Coming up with a treatment plan
Your rheumatologist or other health professional will usually come up with your treatment plan based on the current RA treatment guidelines. These guidelines are published by the American College of Rheumatology (ACR), the professional association of rheumatologists in the U.S. If you want to learn more about how these guidelines came to be and how they are used you can learn more about this on our RA treatment guidelines page.
Signs of inflammation/inflammatory markers
There are signs of inflammation in your blood that your doctor can test. These test results can show how active your disease is and how well your treatments are working. These are often called inflammatory markers. You should know that not everyone’s markers correlate with their disease activity. You may be having pain and swelling while these markers look normal or vice versa:
- Erythrocyte sedimentation rate (ESR) or “sed rate”
- C-reactive protein or CRP
Your blood may also have other “markers” that show up as a positive result on tests. Not everyone with RA tests positive for these markers. You may hear your doctor refer to this as “seronegative” rheumatoid arthritis. But if you do test positive for these markers, they may remain in your blood even if your RA goes into remission after treatment:
- Rheumatoid factor or RF (not everyone who has a + RF has rheumatoid arthritis)
- Anti-cyclic citrullinated peptide proteins or “anti-CCP”
Different doctors use different scoring systems to measure your disease activity and check your progress, such as DAS 28, CDAI, SDAI, and RAPID3. These scores may look at different test results or physical exam results, but they’re all based on specific measures. Using these scoring methods can be helpful to your doctor in determining if you are responding to treatment.
Low disease activity, or remission, is the goal for your RA treatment plan. The various scoring methods look at your lab test results, a count of your tender or swollen joints, and how well you’re able to function on a daily basis, and can help your doctor determine if you are in a low disease or remission state. We’ll talk about remission more later. It doesn’t mean you should stop taking your RA drugs, but you may be able to take lower dosages or take fewer drugs after talking with your doctor.
Your treatment plan will depend on your disease activity score and other factors such as:
- Joint or organ damage
- Other diseases you have, such as liver or lung disease
- Possible reasons that the drug could do you harm and mean you should avoid it
- Your personal preferences, such as drugs that are taken as pills or injections
Based on these factors, your doctor and you may choose to start you on just one drug, which is called monotherapy, or a combination of two or three drugs, called “double therapy” or “triple therapy.”
Side effects are changes that can occur in our bodies as the result of using a particular medication or device. Side effects can be mild or severe and can vary greatly from person to person.
Rheumatoid arthritis comorbidities
A comorbidity is a condition you have at the same time as your primary condition. Many people with RA have one or more of four common comorbidities: chronic respiratory conditions, diabetes, heart disease, and stroke. This might be a result of the inflammation in RA or because RA can lead to decreased mobility, which can increase the risk of these other health problems.
Rheumatoid arthritis contraindications
Contraindications are situations when you should avoid taking a certain medication for health reasons. For example, you should not take DMARD therapy (an RA medication that slows down the progression of your disease. DMARD stands for disease-modifying antirheumatic drug) if you are pregnant; have alcoholism; have alcoholic liver disease or other severe chronic liver disease; have immunodeficiency syndromes such as HIV/AIDS (some patients with HIV can take DMARDS and biologics under careful monitoring), in which your immune system is not working properly (overt or laboratory evidence); or have pre-existing blood dyscrasias (for example, bone marrow hypoplasia, leukopenia, thrombocytopenia, or significant anemia).
If you have active hepatitis A, B, or C, you will need to be treated for that by a liver specialist before you take any drugs for your RA that suppress your immune system or affect your liver. Your liver specialist and rheumatologist can both decide, if once your hepatitis is either stabilized or being treated, that you can start to take certain medications for your RA. But you’ll need to be monitored closely.
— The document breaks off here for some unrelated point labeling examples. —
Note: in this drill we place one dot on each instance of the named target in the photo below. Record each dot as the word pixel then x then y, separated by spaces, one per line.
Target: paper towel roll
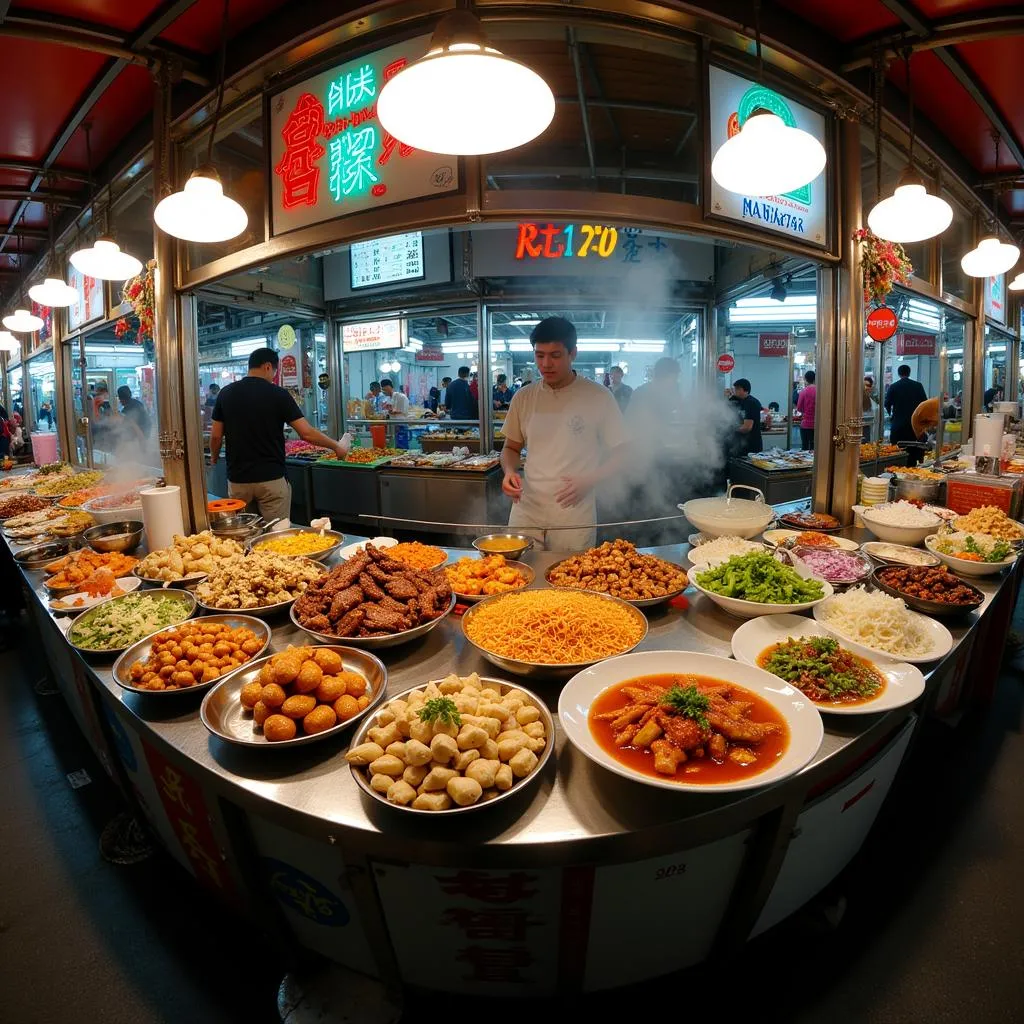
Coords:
pixel 988 430
pixel 162 515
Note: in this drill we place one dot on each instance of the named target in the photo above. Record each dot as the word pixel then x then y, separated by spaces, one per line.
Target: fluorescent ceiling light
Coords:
pixel 990 258
pixel 767 158
pixel 465 97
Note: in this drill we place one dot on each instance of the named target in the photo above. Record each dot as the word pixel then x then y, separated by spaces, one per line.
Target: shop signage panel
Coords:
pixel 914 344
pixel 374 336
pixel 90 305
pixel 384 261
pixel 802 214
pixel 330 156
pixel 773 345
pixel 463 930
pixel 995 298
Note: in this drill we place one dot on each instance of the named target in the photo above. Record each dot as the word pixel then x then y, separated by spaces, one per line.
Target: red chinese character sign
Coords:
pixel 330 157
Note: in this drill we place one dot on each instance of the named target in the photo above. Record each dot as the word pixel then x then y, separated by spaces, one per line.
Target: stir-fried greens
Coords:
pixel 823 670
pixel 758 577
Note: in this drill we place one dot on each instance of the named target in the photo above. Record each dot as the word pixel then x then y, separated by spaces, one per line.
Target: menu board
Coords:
pixel 384 261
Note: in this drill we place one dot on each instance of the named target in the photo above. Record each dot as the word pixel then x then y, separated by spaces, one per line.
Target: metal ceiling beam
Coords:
pixel 960 70
pixel 156 24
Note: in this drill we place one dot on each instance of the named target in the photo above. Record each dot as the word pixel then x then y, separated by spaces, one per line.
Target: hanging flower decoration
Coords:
pixel 138 293
pixel 883 264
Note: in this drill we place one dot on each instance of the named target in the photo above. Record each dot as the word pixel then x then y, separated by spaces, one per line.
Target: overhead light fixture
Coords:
pixel 103 259
pixel 491 101
pixel 767 157
pixel 22 322
pixel 911 213
pixel 991 257
pixel 201 212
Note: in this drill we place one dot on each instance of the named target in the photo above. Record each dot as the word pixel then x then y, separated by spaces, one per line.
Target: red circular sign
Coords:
pixel 882 324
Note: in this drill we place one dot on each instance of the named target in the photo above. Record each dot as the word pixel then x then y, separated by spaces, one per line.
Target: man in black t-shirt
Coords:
pixel 251 414
pixel 750 417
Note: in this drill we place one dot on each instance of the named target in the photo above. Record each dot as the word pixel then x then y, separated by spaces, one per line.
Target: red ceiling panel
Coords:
pixel 123 15
pixel 846 19
pixel 199 28
pixel 42 84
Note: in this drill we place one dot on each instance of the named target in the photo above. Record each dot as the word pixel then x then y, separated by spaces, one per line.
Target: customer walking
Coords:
pixel 251 415
pixel 805 407
pixel 902 397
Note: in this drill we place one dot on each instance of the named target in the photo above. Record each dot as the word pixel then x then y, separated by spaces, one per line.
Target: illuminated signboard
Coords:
pixel 383 261
pixel 374 336
pixel 331 158
pixel 801 213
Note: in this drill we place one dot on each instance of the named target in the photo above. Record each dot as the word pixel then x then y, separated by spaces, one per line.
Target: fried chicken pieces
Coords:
pixel 373 595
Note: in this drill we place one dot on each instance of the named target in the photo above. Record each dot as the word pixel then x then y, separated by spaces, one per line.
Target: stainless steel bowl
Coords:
pixel 646 602
pixel 223 715
pixel 538 670
pixel 528 574
pixel 377 643
pixel 513 553
pixel 518 785
pixel 337 540
pixel 141 650
pixel 122 537
pixel 186 599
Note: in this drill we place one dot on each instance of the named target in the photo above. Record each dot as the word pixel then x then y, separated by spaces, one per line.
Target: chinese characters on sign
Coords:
pixel 330 155
pixel 383 261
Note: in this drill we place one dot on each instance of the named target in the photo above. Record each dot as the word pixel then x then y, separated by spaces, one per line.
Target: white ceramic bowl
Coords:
pixel 904 683
pixel 912 536
pixel 964 565
pixel 752 609
pixel 800 714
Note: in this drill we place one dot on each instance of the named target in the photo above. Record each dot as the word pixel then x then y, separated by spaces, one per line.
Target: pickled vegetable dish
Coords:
pixel 694 729
pixel 823 670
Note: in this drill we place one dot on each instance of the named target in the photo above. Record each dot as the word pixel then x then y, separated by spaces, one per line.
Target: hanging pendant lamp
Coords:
pixel 767 157
pixel 201 212
pixel 464 97
pixel 911 213
pixel 991 257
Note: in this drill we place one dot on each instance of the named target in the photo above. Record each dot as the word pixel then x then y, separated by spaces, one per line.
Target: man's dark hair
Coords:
pixel 261 356
pixel 554 329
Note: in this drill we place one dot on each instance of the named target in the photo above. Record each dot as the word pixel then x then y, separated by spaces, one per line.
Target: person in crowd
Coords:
pixel 134 414
pixel 502 394
pixel 805 409
pixel 577 438
pixel 902 397
pixel 394 402
pixel 460 401
pixel 749 409
pixel 622 392
pixel 251 415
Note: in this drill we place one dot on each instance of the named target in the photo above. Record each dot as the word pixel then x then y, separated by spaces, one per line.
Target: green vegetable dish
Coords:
pixel 118 624
pixel 758 577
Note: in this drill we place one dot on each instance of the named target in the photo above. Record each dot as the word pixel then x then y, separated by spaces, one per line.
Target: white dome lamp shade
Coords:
pixel 201 212
pixel 492 102
pixel 22 322
pixel 911 213
pixel 990 258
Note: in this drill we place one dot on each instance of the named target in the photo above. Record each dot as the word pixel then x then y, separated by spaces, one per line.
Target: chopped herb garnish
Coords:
pixel 690 701
pixel 441 710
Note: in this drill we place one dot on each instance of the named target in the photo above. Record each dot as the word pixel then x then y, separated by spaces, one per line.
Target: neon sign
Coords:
pixel 331 157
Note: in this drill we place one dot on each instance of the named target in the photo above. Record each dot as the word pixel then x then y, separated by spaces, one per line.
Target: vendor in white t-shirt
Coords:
pixel 576 439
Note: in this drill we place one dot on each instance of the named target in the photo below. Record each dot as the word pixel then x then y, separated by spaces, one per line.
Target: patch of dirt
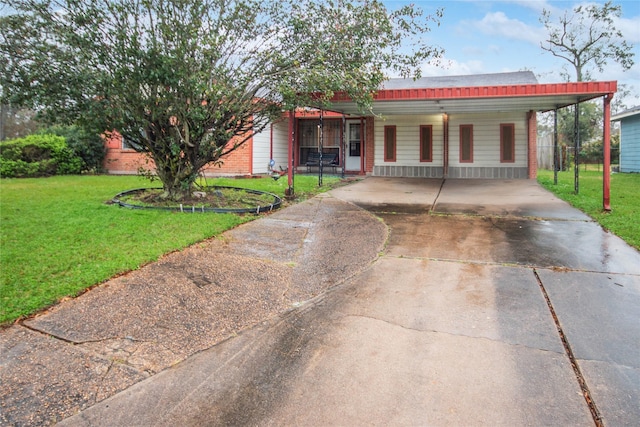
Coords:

You may need to come in for blood tests often.
If you have had a previously treated skin cancer, make sure that you are followed closely by your dermatologist as certain RA medication can increase the risk of certain types of skin cancer.
If you have had a previously treated lymphoproliferative disorder, or cancer of any type, you will need to speak with your rheumatologist, as certain RA medications may be better to use in that case. Your rheumatologist may want to speak with your oncologist to figure out the best medication for you.